On sous-estime souvent l’effet psychologique de ces récompenses. Pour certains salariés qui ont traversé des réorganisations, des fusions, des déménagements de site ou des changements de direction, recevoir une médaille du travail, même tardive, vient remettre du sens sur un parcours parfois chaotique. L’obtention de plusieurs médailles en séquence peut même servir de fil conducteur pour raconter son histoire professionnelle à ses proches ou à ses collègues, là où le CV reste assez froid.

Au bout du compte, demander plusieurs médailles du travail en même temps ne relève pas seulement d’une astuce administrative. C’est une façon de reprendre la main sur la manière dont ton parcours est reconnu et célébré, en jouant avec les règles plutôt que de les subir en silence.
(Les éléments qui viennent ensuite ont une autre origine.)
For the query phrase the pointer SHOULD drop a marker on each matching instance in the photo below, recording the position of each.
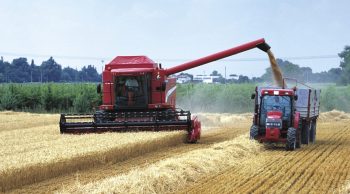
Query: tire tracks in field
(284, 172)
(113, 169)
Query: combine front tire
(254, 132)
(291, 139)
(195, 133)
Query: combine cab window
(276, 103)
(131, 91)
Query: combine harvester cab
(139, 95)
(286, 116)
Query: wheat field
(36, 158)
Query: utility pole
(225, 74)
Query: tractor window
(131, 91)
(276, 103)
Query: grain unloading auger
(138, 94)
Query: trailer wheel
(313, 132)
(291, 139)
(305, 132)
(99, 116)
(254, 132)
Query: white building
(183, 78)
(209, 79)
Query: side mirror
(98, 88)
(253, 96)
(296, 97)
(163, 86)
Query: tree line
(20, 71)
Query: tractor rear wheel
(313, 132)
(254, 132)
(298, 140)
(305, 132)
(291, 139)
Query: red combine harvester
(138, 94)
(285, 115)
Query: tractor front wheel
(254, 132)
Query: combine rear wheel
(254, 132)
(313, 132)
(291, 139)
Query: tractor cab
(275, 111)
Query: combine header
(138, 94)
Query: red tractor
(285, 115)
(138, 94)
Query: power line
(168, 60)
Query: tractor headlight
(273, 123)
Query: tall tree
(69, 75)
(19, 71)
(345, 66)
(51, 71)
(89, 74)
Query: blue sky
(170, 32)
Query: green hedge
(51, 97)
(82, 97)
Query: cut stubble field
(36, 158)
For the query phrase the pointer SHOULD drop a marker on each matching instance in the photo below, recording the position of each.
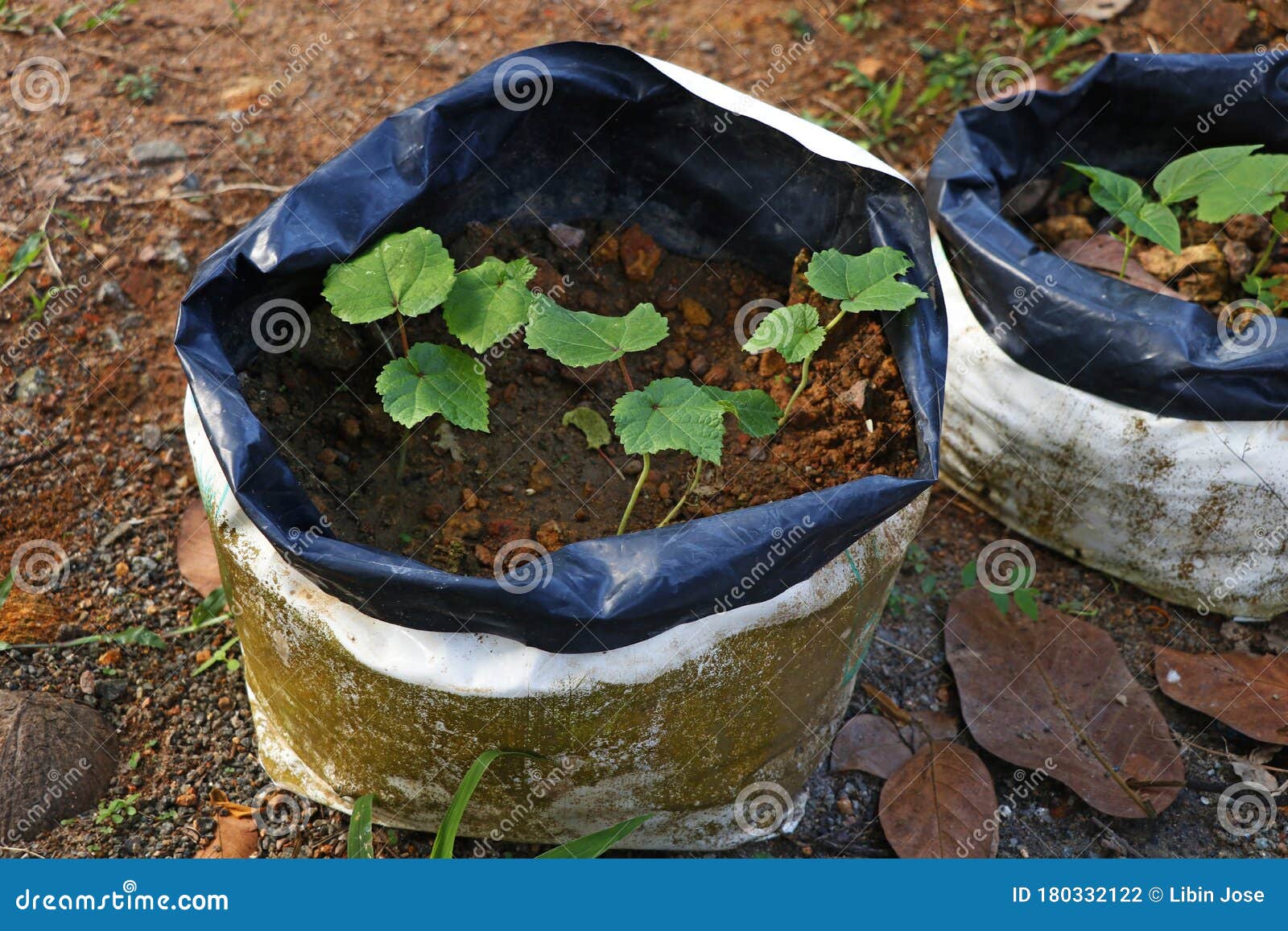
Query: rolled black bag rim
(1130, 113)
(598, 594)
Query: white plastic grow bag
(1191, 512)
(708, 725)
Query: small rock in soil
(156, 152)
(31, 384)
(57, 759)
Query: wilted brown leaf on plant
(197, 563)
(1054, 694)
(1247, 692)
(875, 744)
(940, 804)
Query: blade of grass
(592, 845)
(446, 836)
(360, 847)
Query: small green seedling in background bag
(1224, 182)
(861, 282)
(674, 414)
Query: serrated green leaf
(435, 380)
(592, 845)
(489, 302)
(584, 339)
(360, 845)
(407, 272)
(1188, 177)
(863, 282)
(1255, 186)
(792, 330)
(671, 414)
(758, 414)
(1124, 199)
(594, 426)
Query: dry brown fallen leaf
(940, 804)
(1054, 694)
(236, 834)
(875, 744)
(197, 563)
(1245, 690)
(1103, 253)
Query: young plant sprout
(410, 274)
(674, 414)
(861, 282)
(1224, 182)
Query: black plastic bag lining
(615, 139)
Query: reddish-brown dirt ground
(92, 454)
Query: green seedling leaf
(592, 845)
(863, 282)
(406, 272)
(360, 845)
(758, 414)
(792, 330)
(489, 302)
(1191, 175)
(581, 339)
(1125, 200)
(451, 823)
(431, 380)
(594, 426)
(1279, 220)
(1255, 186)
(671, 414)
(25, 255)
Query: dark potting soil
(465, 495)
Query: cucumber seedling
(674, 414)
(411, 274)
(861, 282)
(1224, 182)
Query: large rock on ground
(57, 759)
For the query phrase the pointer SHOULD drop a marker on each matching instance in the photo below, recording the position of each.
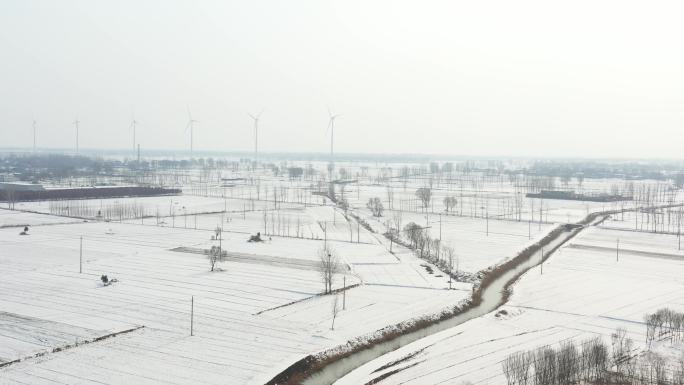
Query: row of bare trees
(592, 362)
(664, 324)
(432, 249)
(85, 209)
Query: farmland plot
(582, 293)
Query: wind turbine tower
(191, 126)
(331, 126)
(256, 137)
(133, 124)
(76, 122)
(34, 135)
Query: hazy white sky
(540, 78)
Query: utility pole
(192, 315)
(529, 229)
(344, 292)
(440, 227)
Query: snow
(582, 293)
(251, 319)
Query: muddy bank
(493, 290)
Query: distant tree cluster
(596, 362)
(329, 265)
(431, 249)
(375, 206)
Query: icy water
(492, 298)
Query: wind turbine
(331, 127)
(75, 123)
(191, 126)
(256, 136)
(34, 135)
(133, 123)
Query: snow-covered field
(584, 291)
(242, 330)
(262, 311)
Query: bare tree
(215, 255)
(335, 309)
(450, 202)
(344, 205)
(375, 206)
(329, 265)
(425, 196)
(397, 218)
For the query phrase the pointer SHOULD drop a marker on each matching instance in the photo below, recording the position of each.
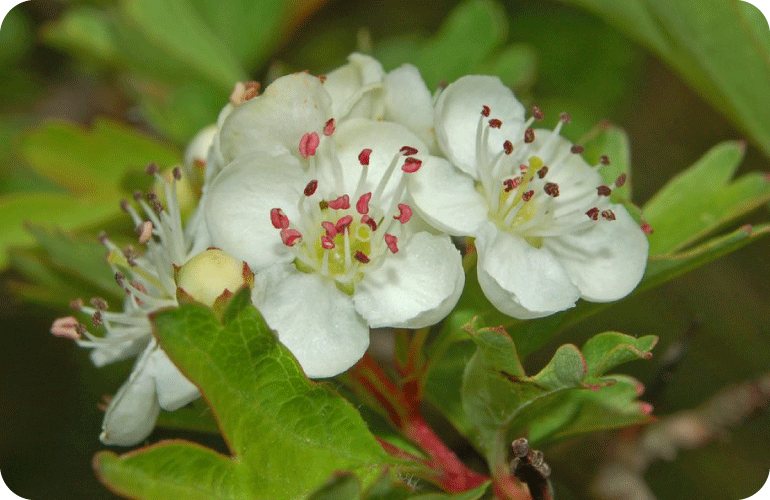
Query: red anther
(327, 242)
(603, 190)
(365, 219)
(343, 223)
(362, 205)
(608, 214)
(341, 203)
(279, 219)
(290, 237)
(308, 144)
(311, 187)
(392, 242)
(404, 213)
(329, 127)
(529, 135)
(411, 165)
(363, 156)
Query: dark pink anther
(551, 189)
(329, 127)
(331, 229)
(392, 242)
(327, 243)
(279, 219)
(311, 187)
(290, 237)
(404, 213)
(343, 223)
(308, 144)
(411, 165)
(608, 214)
(362, 205)
(341, 203)
(363, 156)
(365, 219)
(529, 135)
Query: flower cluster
(341, 193)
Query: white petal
(457, 113)
(314, 320)
(385, 139)
(607, 261)
(238, 206)
(173, 389)
(132, 412)
(414, 288)
(447, 198)
(275, 121)
(356, 88)
(408, 102)
(521, 280)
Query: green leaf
(720, 48)
(287, 434)
(702, 198)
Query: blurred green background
(85, 61)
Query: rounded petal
(172, 388)
(385, 139)
(132, 412)
(238, 205)
(607, 261)
(457, 114)
(275, 121)
(314, 320)
(414, 288)
(447, 198)
(520, 280)
(408, 102)
(355, 88)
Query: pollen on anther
(311, 187)
(363, 156)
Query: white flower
(545, 230)
(318, 209)
(151, 282)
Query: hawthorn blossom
(151, 282)
(318, 208)
(546, 231)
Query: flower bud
(212, 274)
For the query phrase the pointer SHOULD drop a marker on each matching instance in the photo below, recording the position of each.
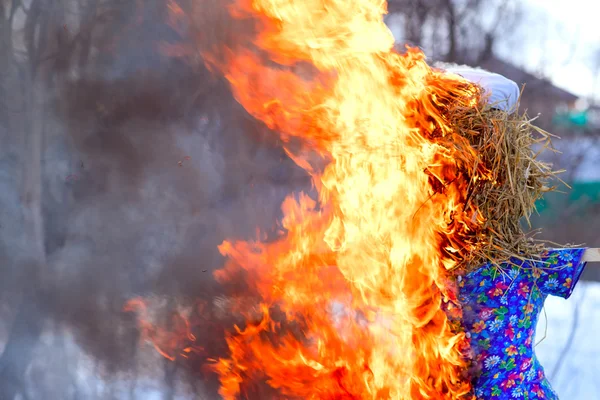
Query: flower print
(511, 350)
(498, 289)
(495, 325)
(486, 313)
(491, 361)
(530, 375)
(566, 256)
(505, 307)
(510, 332)
(478, 326)
(538, 391)
(523, 289)
(508, 383)
(528, 308)
(551, 283)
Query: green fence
(582, 195)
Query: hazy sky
(561, 39)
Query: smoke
(151, 164)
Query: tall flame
(356, 297)
(361, 274)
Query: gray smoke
(149, 164)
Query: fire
(356, 296)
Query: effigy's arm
(591, 255)
(560, 269)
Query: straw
(495, 152)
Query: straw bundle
(504, 183)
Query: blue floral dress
(500, 312)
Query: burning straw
(505, 181)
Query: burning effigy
(421, 181)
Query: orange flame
(363, 276)
(356, 299)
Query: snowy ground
(571, 358)
(572, 365)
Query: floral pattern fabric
(501, 305)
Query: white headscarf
(504, 93)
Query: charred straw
(506, 179)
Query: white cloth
(504, 93)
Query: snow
(578, 376)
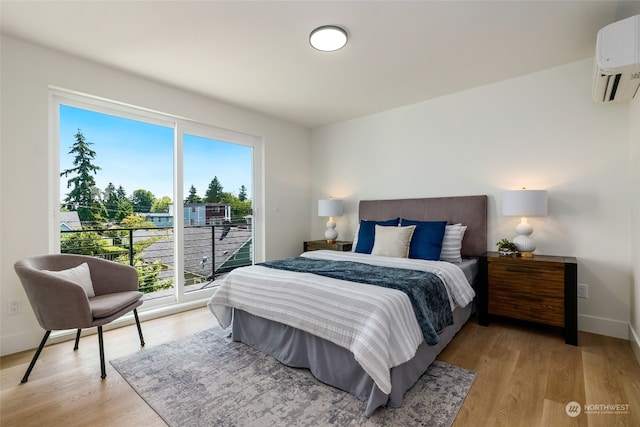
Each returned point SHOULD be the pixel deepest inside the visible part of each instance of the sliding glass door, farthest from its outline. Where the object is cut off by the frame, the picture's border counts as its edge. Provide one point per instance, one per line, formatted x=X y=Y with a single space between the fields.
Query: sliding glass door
x=173 y=198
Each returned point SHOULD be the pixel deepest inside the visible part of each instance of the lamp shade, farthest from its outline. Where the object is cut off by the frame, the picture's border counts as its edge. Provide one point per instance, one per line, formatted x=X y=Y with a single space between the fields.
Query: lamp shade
x=524 y=203
x=330 y=207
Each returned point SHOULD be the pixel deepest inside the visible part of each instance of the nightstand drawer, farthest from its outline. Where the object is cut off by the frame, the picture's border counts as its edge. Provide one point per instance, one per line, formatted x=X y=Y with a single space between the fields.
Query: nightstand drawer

Peut-on demander deux médailles du travail en même temps dès la première demande ?

Oui, tu peux déposer une demande simultanée pour 2 échelons consécutifs (Argent + Vermeil, Vermeil + Or, ou Or + Grande Or) dès lors que tu atteins l’ancienneté exigée pour le niveau le plus élevé. Tu dois remplir un Cerfa 11796*01 en précisant clairement les deux paliers sollicités et joindre toutes les pièces justifiant ton parcours professionnel.

Est-il possible de demander trois médailles du travail en une seule fois ?

Non, la réglementation limite strictement la demande à deux échelons consécutifs maximum par dossier. Même avec 40 ans ou plus d’ancienneté, tu ne peux pas demander Argent, Vermeil et Or en une seule fois. Pour obtenir quatre niveaux, il faudra au minimum deux dépôts espacés d’un an entre les attributions.

Comment se calcule l’ancienneté pour la médaille du travail ?

L’ancienneté prend en compte l’ensemble de tes activités salariées dans le secteur privé, tous employeurs confondus. S’ajoutent certaines périodes assimilées comme le service militaire ou les congés maternité. Les périodes de chômage et les activités non salariées n’entrent pas dans le calcul. Le relevé de carrière CNAV est l’outil le plus fiable pour établir cette durée.

Peut-on déposer une demande de plusieurs médailles du travail après le départ en retraite ?

Oui, un retraité peut déposer une demande, y compris pour deux échelons à la fois, tant qu’il remplit les conditions d’ancienneté et fournit les justificatifs nécessaires. La médaille et le diplôme seront alors adressés à la mairie de sa commune de résidence. En revanche, la prime éventuelle prévue par l’employeur n’est généralement plus versée une fois sorti des effectifs.

Que faire si l’employeur refuse de fournir une attestation pour la médaille du travail ?

Le refus de l’employeur ne bloque pas ta démarche. Tu peux constituer ton dossier directement auprès de la préfecture en joignant ton relevé de carrière CNAV, tes certificats de travail disponibles et, si besoin, des bulletins de salaire. Les services préfectoraux s’appuient sur ces documents pour vérifier ton éligibilité sans dépendre de la bonne volonté de ton entreprise actuelle ou passée.